FIG. 8 Model of early events in EnvA-mediated entry. Through the RBD in SU, trimeric EnvA binds multiple Tva molecules on the surfaces of avian cells (a). This binding triggers structural rearrangements in the SU subunit, which likely include lateral dissociation (more ...)
The functional defect defined by the RBD mutant M28 suggests that there is cross talk between the SU and TM subunits during receptor-triggered activation of EnvA, with the RBD in SU playing a central role in coupling the activation signal. It appears that mutations in the viral envelope proteins which produce phenotypes similar to that of M28 (i.e., thus mainten wild-type receptor binding yet are defective for entry) are very rare. Obvious exceptions are the HIV-1 gp120 mutants, which maintain wild-type CD4 binding but have a restricted cellular tropism, likely representing changes in the interaction of gp120 with the coreceptor molecules (CXCR4 and CCR5) (10
). Nonetheless, there is indirect evidence of communication between the RBD within gp120 and the TM subunit of HIV-1, gp41. Resistance to neutralization by antibodies to the CD4-binding site maps to a single substitution in gp41 (582 A/T) (30
). This substitution dramatically reduces the ability of antibodies to bind the CD4-binding site within gp120 compared to their ability to bind that of the parental virus, HXB2 (49
). The neutralization-resistant mutant, HXB2thr582, has a greater propensity to form syncytia in tissue culture than HXB2, suggesting that the mutant envelope protein may be more fusogenic (49
). This indicates that the TM subunit of HIV can modulate the structure of the receptor-binding site; moreover, it suggests that interactions between the receptor-binding site in gp120 and the TM subunit are functionally important for initiating HIV entry into cells. Analysis of M28 PI demonstrates the first biochemical characterization of a receptor-binding site mutant which uncouples these early events in viral entry and further supports the importance of functional interactions between the receptor-binding site in SU and the TM subunit during pH-independent retrovirus entry.

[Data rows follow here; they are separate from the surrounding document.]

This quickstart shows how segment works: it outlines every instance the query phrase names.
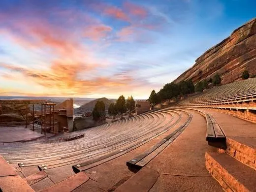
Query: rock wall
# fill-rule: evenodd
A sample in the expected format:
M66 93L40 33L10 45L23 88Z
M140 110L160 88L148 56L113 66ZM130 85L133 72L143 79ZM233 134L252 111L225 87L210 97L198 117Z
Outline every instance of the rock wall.
M207 51L174 82L190 78L194 83L205 79L209 81L218 73L221 84L225 84L241 79L245 69L250 75L256 74L256 18Z

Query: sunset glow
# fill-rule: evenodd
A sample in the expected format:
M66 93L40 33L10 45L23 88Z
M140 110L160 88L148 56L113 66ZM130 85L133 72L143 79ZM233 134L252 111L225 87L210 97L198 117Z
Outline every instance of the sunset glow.
M0 1L0 96L147 98L255 17L256 5L74 2Z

Membrane fusion is an important and ubiquitous cellular process that plays a role in diverse biological events ranging from fertilization to neurotransmission. Protein-protein interactions appear to play a critical role in the regulation of vesicle fusion (28
). Recent work by Weber et al. suggests that interactions between two proteins, vesicle SNARE and target SNARE, are sufficient to mediate membrane fusion in vitro and, thus, that these SNARE proteins represent a minimal machinery of intracellular vesicle fusion (51
). The regulation of protein fusogenicity by specific protein-protein interactions may therefore represent a common means of modulating membrane fusion. The interactions between EnvA and Tva represent a simple viral model of a protein-regulated fusion machine. Thus, a detailed understanding of this system may further our understanding of virus entry, as well as cellular membrane fusion in general.